Texas was a hot spot for thrift and bank failures at the time.
His logic was that a bank that has a Texas ratio topping 100 percent faces significant risk of potential insolvency because its problem loans are bigger than its available capital to cover potential losses.
Of the eight banks nationwide that have failed in the past three months, all but one had high Texas ratios, according to Matthew Anderson, a partner with Foresight Analytics in Oakland, Calif. Alpharetta-based Integrity Bank had the highest Texas ratio among the nation’s financial institutions in the first and second quarters before it failed in August.
However, critics of the Texas ratio argue that it is a single snapshot of a bank’s condition and doesn’t reflect its ability to improve operations or raise additional capital.
“The Texas ratio really doesn’t tell the whole story,” said Mark Conner, president of FirstCity Bank in Stockbridge.
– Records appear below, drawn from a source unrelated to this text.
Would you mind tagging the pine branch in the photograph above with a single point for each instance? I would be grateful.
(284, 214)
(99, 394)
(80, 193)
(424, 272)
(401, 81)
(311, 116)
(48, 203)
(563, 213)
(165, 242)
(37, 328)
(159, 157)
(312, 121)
Traditionally, the ratio is calculated by starting with the total of an institution’s nonperforming assets and loans that are at least 90 days past due. That figure is then divided by the company’s sum of tangible equity — which excludes goodwill and other intangible assets — plus loan loss reserves, or money set aside to cover expected losses on loans.
Some industry analysts have tweaked the formula. Atlanta-based FIG Partners, which supplied data for these stories, also includes the value of foreclosed properties and all delinquent loans in its calculations, arguing that it provides a broader measure of potential risks.